Babich Riesling 2004
Nice on its own or try it with Chinese style stir- fried chicken or sweet-and-sour pork.
The nose is greeted by a delicate, yet not shy, floral scent of orange blossom with hints of lime. The medium weighted palate is sweet fruited and juicy with apple/citrus flavours predominating over wild floral notes. An agreeable minerality lingers on the dry finish. This is an elegant and stylish wine with perfect balance.
During the Second World War, winemaking slowly became the family's major business activity. By the 1950s, son Peter had joined the company and the 1960s saw the emergence of Joe Babich Junior as winemaker. With Peter and Joe Babich at the helm, Babich has been transformed from a small, predominantly fortified wine producer into a modern winery renown for producing world-class wines.
Today the Babich Winery, lying in the rolling country at Henderson in West Auckland, is one of New Zealand's largest family-owned wine companies.
An icon and leading region of New Zealand's distinctive style of Sauvignon blanc, Marlborough has a unique terroir, making it ideal for high quality grape production (of many varieties). Despite some common generalizations, which could be fairly justified given that Marlborough is responsible for 90% of New Zealand's Sauvignon blanc production, the wines from this region are actually anything but homogenous. At the northern tip of New Zealand’s South Island, the vineyards of Marlborough benefit from well-draining, stony soils, a dry, sunny climate and wide temperature fluctuations between day and night, a phenomenon that supports a perfect balance between berry ripeness and acidity.

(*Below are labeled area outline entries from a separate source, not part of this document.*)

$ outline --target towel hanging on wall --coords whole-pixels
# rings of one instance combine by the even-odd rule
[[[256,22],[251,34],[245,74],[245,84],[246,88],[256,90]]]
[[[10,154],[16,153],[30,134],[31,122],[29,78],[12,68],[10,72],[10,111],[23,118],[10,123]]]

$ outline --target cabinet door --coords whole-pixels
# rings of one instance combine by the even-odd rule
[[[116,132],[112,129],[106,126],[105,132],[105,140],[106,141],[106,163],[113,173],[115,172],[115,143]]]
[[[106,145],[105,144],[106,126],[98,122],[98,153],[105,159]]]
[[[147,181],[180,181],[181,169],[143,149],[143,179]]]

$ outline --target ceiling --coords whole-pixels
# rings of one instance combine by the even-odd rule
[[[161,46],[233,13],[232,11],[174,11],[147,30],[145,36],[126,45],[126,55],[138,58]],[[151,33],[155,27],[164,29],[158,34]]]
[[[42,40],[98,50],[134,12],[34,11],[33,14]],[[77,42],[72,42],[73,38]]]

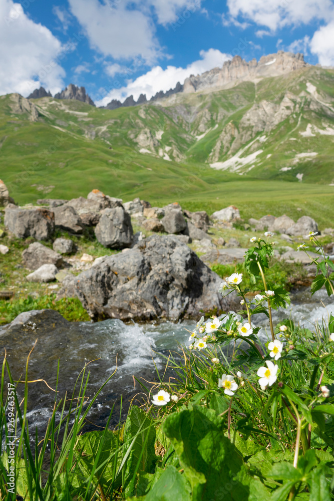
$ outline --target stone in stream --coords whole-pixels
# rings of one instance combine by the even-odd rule
[[[64,264],[61,256],[39,242],[31,243],[22,253],[23,264],[29,270],[37,270],[42,265],[55,265],[59,268]]]
[[[98,241],[105,247],[123,249],[132,243],[131,219],[123,205],[105,209],[95,231]]]
[[[92,318],[174,321],[202,311],[228,311],[233,295],[223,299],[221,279],[174,236],[154,235],[125,253],[67,279],[59,299],[77,296]]]
[[[5,225],[19,238],[33,236],[36,240],[48,240],[55,231],[54,213],[47,209],[21,209],[8,206]]]
[[[28,282],[49,282],[56,279],[58,269],[54,265],[42,265],[27,277]]]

The region’s king variety, Sauvignon blanc, is beloved for its pungent, aromatic character with notes of exotic tropical fruit, freshly cut grass and green bell pepper along with a refreshing streak of stony minerality. These wines are made in a wide range of styles, and winemakers take advantage of various clones, vineyard sites, fermentation styles, lees-stirring and aging regimens to differentiate their bottlings, one from one another.